Fertilizer Supply & Distribution
Why is transformation needed in this program area?
Agricultural transformation is closely linked to the increased utilization of inputs, particularly improved seeds and chemical fertilizers. Despite successful field demonstrations and several policy level interventions since the late 1970s, it is only recently that fertilizer consumption has begun to increase sharply.
While consumption has in fact tripled in the past decade, it is still far behind other African and fast developing countries of the world. The national average fertilizer consumption remains at 23.8 kg/ha, in contrast to a 62.0 kg/ha world average, 39.4kg/ha in Ghana, 141.3 in South Africa and 181.7 in Brazil.
Moreover, while the recent introduction of new types of fertilizers such as NPS and micronutrients has shown great potential in improving overall soil fertility and management and hence improved productivity of crops, the fertilizer value chain is still constrained by a range of challenges. For example, significant volumes of fertilizer are carried over every year, the sophistication of demand estimation mechanisms is limited, quality assurance systems do not exist widely, and storage capacity is very low. As such, addressing such critical challenges in the fertilizer value chain remains strategically important for the country.
What are the objectives of this program area during GTP II?

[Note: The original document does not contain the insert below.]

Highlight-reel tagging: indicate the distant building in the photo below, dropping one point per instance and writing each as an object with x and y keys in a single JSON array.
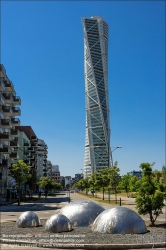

The program aims to improve farmers’ access to quality fertilizers, including blended fertilizers, through multiple channels to achieve a sustainable increase in the production and productivity of strategic and high value crops. The program aims at transforming fertilizer marketing in Ethiopia by increasing domestic fertilizer production capacity, improving multichannel distribution, and enhancing institutional capacities for quality assurance.
What are the focus areas of this program?
During the second Growth and Transformation Plan (GTP II), the focus of this program is on increasing local production and availability to farmers of custom-made fertilizers based on specific local needs. This requires the creation of new infrastructure for quality testing to check whether fertilizers are made and distributed according to pre-set quality standards. To attract private investment and introduce innovative technologies in the blending industry, focus will take place on the enabling environment for engaging multiple stakeholders. Enhancing this enabling environment requires improving the legal, infrastructural and financial conditions that motivate investors to operate in the industry.
Maintaining the production of custom-made fertilizers is not sufficient by itself. During GTP II, improving the supply system that enables fabricated fertilizers to reach end users will also require due attention. Thus, a multi-channeled fertilizer supply system is planned for creation in order to address smallholder farmer needs on time, at affordable prices and at the required location.